Ликуя, вступили мы в Иерусалим. На улицах города паломники с радостью приветствовали его как освободителя. Сопровождаемый вооруженными ревнителями Господа, подошел он к Храму и изгнал ростовщиков со двора. Но когда подоспела храмовая стража, он тут же убежал прочь. После короткой перебранки мы последовали за ним.
Растерянность наша была беспредельна. Почему не приказал он взять приступом их твердыню? Придя в Вифанию, он объявил: «Отец мой сказал мне, что время мое еще не пришло». Он пошел в горы, чтобы молиться там, и оставил нас в отчаянии и смертельном страхе.

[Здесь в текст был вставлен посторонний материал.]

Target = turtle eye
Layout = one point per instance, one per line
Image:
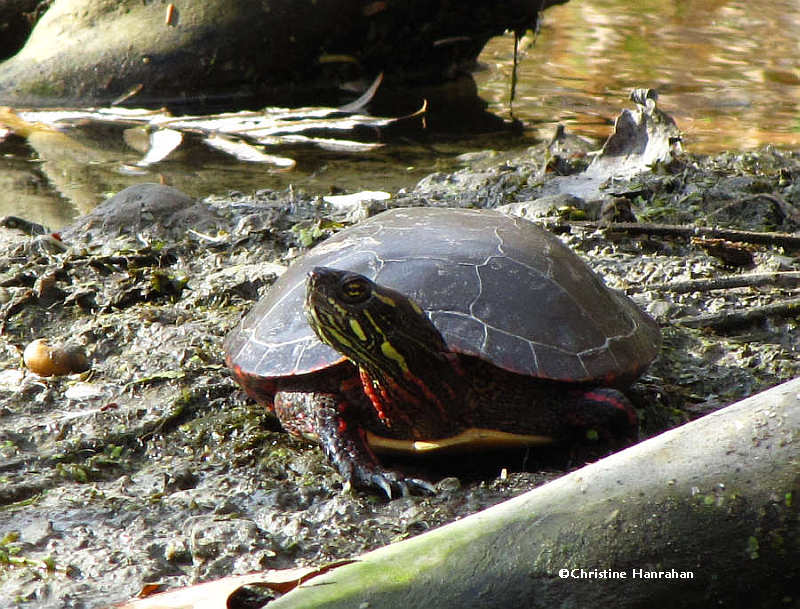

Петр созвал нас. Все пропало. Римляне и священники теперь знали, чего мы хотим. Они схватят нас, будут пытать и казнят, как они уже сделали это с Иоанном Крестителем и его последователями. Было только одно средство воспрепятствовать этому: мы должны были убить его и сказать, что мы сами осудили этого одержимого, потому что он призывал к восстанию. Никто не возразил против этого, только я один защищал его. Я заклинал не убивать его, но передать его властям и надеяться на их милость.
Иоанн, должно быть, рассказал ему о нашем заговоре, потому что, когда я этой ночью пришел к Учителю, попросил он меня на следующий день исполнить то, что я сам же и предложил. Я отказывался и умолял его бежать вместе со мною. «Любите друг друга», – сказал он нам. Я хотел обнять его, но он не дал мне и отослал меня. И тогда я понял, что он был не богом, но человеком.
Я предал его не из ненависти, но из любви. И когда в Оливковой роще я указал им на человека в цветном одеянии, он поцеловал меня как отец сына. Но лишь на кресте дал он мне узреть ту наготу, в которой отказал этой ночью.